Kamp Armen’in çocukları

Önceki gün son sahibi tarafından yıkımına başlanan ve tepkiler nedeniyle aynı gün durdurulan Tuzla Çocuk Kampı (Kamp Armen), Ermeni toplumu için sembolik anlamı yüksek bir mekân.

Kamptan yetişen çocuklar ve “kampın ekmeğini yemiş, suyunu içmiş” olmasa da gönlü orada olanlar, her Nisan’ın son hafta sonu bir piknikte buluşur, anılarını tazeler ve 1983’te mahkeme kararıyla ellerinden alınan ve 32 yıl boyunca atıl kalan kamplarına duydukları özlemi dile getirir. Bu buluşmalar, Kamp Armen’in çocuklarından Garabed Orunöz tarafından organize edildi.

Bugün 55 yaşındaki Garabed Orunöz kampa 1967’de, 7 yaşındayken adım atmış ve sekiz yazını burada geçirmişti. Orunöz 1975’te eğitim amacıyla Türkiye’den ayrıldı. Ancak döndüğünde Kamp Armen’de kendisini bir sürpriz bekliyordu: Anneleri öldüğü için 3,5 aylıkken evlatlık verilen ve 15 yıldır görmediği kız kardeşi Filor’u burada bulacaktı.

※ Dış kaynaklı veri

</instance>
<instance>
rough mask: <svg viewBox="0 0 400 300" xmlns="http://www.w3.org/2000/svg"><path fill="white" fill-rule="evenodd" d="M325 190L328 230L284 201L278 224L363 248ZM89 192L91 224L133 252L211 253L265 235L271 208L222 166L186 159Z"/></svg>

26 Nisan 2014’teki buluşmada Orunöz, Hrant Dink’in 1998’de kaleme aldığı “Kaybolmayın Çocuklar” başlıklı yazısının da konusu olan bu hikâyeyi anlatıyor. En sonda şunu söylüyor Orunöz:

“Hrant ağabey ‘Daha ağlamanın zamanı değil. Gelin yemek yiyelim ve bir daha da kaybolmayın’ dedi. Sonra Agos’u kurduğunda da ‘Kaybolmayın Çocuklar’ diye bir yazı yazdı. O bizim hikâyemizdi. Biz de onu aynı isimli film yaptık. Ama burası 31 yıldır kayıp (…) Biz burayı geri istiyoruz

Videoda Orunöz’ün yanındaki çocuklar, Kamp Armenli büyüklerinin o gün bisiklet hediye ettiği Aziz Nesin Vakfı’nda yetişmekte olan çocuklar.